Dès le commencement ; Marnix rencontre l’objection que Pascal rencontrera près d’un siècle après lui. Voici comment il y répond dans une préface qui, pour la véhémence, ne reste peut-être pas très loin des Provinciales. On trouve déjà chez lui cette phrase vibrante qui se balance comme une fronde avant de jeter la pierre au but :


« Tu me diras[1] qu’il n’est pas convenable de railler en choses graves qui concernent l’honneur de la majesté du Dieu vivant et le salut des âmes chrétiennes. Je ! e confesse : aussi ne sera-t-il pas question de rire quand nous rechercherons la vérité ; mais si par aventure nous trouvons que ceux que l’on a déjà réfutés et rembarrés un million de fois ne font que piper de nouveau les âmes chrétiennes, n’êtes-vous pas d’avis de découvrir leur vergogne à la vue de tout le monde, puisque leur obstination et impudence effrontée n’admet aucun remède ?

« N’est-ce pas ici le cautère que ce grand prophète Elie appliqua jadis à la gangrène des prêtres de Baal par laquelle ils allaient infectant tout le peuple d’Israël ? Ne voit-on pas qu’après leur avoir proposé la majesté de l’unique Dieu vivant, il expose les profanes contempteurs de Dieu et les marchands de consciences en opprobre et risée à tout le monde ? Il étale leur infamie sur le théâtre de toute la postérité, disant à propos des hurlemens qu’ils faisaient en l’invocation de leurs Baals et faux patrons : « Criez ! criez ! Vos dieux sont-ils encore endormis, ou par aventure sont-ils allés en quelque lointain voyage ? »

« Saint Paul même, voyant l’effrontée audace du sacrificateur qui tenait la place de Dieu, et cependant faisait profession de fouler toute justice et vérité sous les pieds, ne le flétrit-il pas d’une marque d’ignominie avec un sarcasme amer, lui disant qu’il ne savait pas qu’il était sacrificateur ? Et de quelle façon accoutre-t-il, je vous prie, ces faux apôtres qui, sous ombre de sainteté, faisaient marchandise des âmes chrétiennes, usant de plusieurs ironies et risées ? Et même en celle aux Philippiens, il les nomme chiens.

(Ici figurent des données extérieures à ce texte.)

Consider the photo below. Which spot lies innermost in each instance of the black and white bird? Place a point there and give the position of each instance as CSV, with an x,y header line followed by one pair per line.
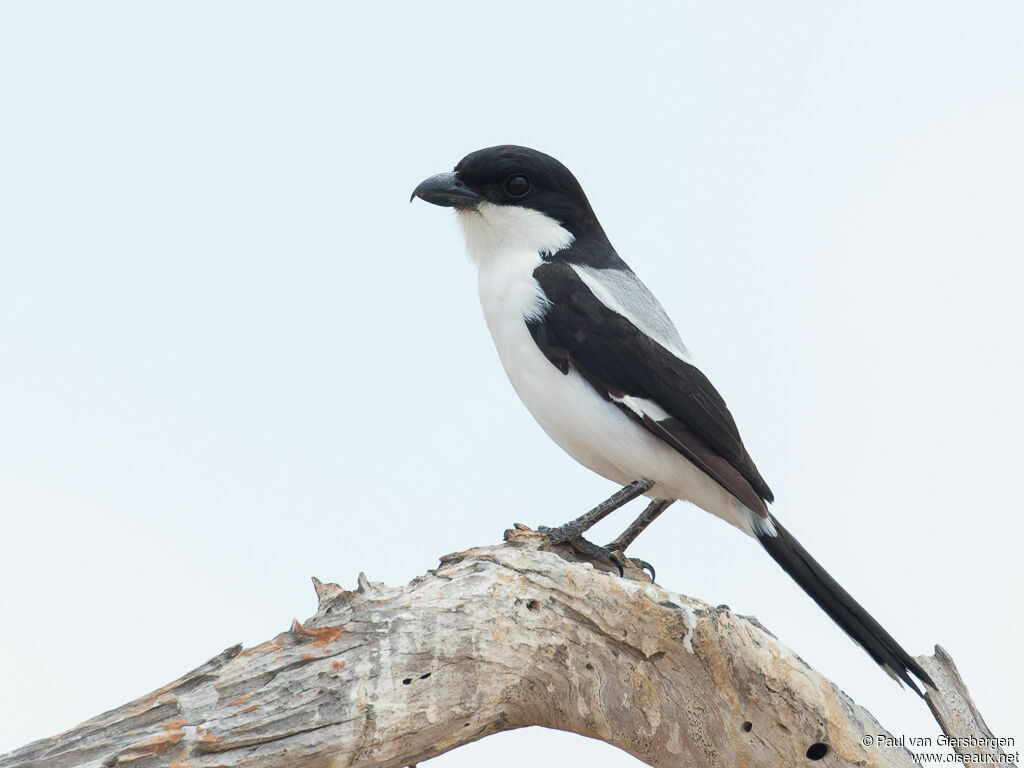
x,y
600,366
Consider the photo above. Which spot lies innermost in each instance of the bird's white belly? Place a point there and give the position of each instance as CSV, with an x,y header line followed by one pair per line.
x,y
589,428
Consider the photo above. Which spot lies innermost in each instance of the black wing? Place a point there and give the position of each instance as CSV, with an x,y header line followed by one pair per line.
x,y
617,358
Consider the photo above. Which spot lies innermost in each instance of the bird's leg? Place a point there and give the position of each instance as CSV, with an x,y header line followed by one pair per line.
x,y
656,507
571,532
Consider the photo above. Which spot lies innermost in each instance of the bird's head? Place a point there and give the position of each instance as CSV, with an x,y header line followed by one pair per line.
x,y
513,197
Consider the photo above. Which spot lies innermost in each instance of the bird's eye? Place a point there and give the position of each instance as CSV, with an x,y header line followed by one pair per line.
x,y
516,186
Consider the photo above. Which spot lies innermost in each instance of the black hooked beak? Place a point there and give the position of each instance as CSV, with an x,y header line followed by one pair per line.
x,y
446,189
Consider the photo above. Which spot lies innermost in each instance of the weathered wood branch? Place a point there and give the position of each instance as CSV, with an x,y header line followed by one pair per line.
x,y
496,638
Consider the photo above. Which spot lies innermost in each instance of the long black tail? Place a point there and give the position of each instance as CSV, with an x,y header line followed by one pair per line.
x,y
839,604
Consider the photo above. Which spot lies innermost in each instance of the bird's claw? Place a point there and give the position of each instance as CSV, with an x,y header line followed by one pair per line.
x,y
567,535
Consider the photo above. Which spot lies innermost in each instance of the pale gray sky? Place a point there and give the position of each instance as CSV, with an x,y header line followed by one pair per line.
x,y
233,356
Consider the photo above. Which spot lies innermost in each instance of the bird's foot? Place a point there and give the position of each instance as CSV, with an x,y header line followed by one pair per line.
x,y
641,564
570,535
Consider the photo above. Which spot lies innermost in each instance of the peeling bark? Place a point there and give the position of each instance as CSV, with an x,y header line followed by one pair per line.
x,y
496,638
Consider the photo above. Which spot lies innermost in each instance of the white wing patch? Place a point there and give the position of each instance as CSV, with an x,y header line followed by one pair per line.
x,y
642,407
623,292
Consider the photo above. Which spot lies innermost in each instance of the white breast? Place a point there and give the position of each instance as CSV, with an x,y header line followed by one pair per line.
x,y
592,430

Et les anciens pères ont du commencement écrit furieusement contre les païens et contre les hérétiques ; mais, après avoir reconnu que toutes les exhortations et répréhensions étaient sans fruit, ne publièrent-ils pas des livres contre eux pleins de moqueries et sarcasmes par où ils mettaient leurs abominations en opprobre et diffame ? J’en appelle à témoin les livres de dément, de Tertullien, de Théodoret, de Laetance, et même de saint Augustin, qui en sont remplis et montrent que là où il n’y a point d’espoir de remédier au mal et que l’on voit qu’il gangrènerait le reste du corps, il y faut appliquer le cautère d’opprobre, pour leur faire honte de leur impudence ou pour en dégoûter les autres qui se laissent abuser ; voilà pourquoi aussi le philosophe chrétien Herman a écrit un livre qu’il a intitulé l’Irrision des Gentils. Suivant donc ces exemples, je suis d’avis que, traitant les sacrés mystères de la vérité de Dieu avec toute révérence et humilité, nous ne laissions cependant de découvrir

  1. Tableau des différends de la religion, t. Ier, p. 8.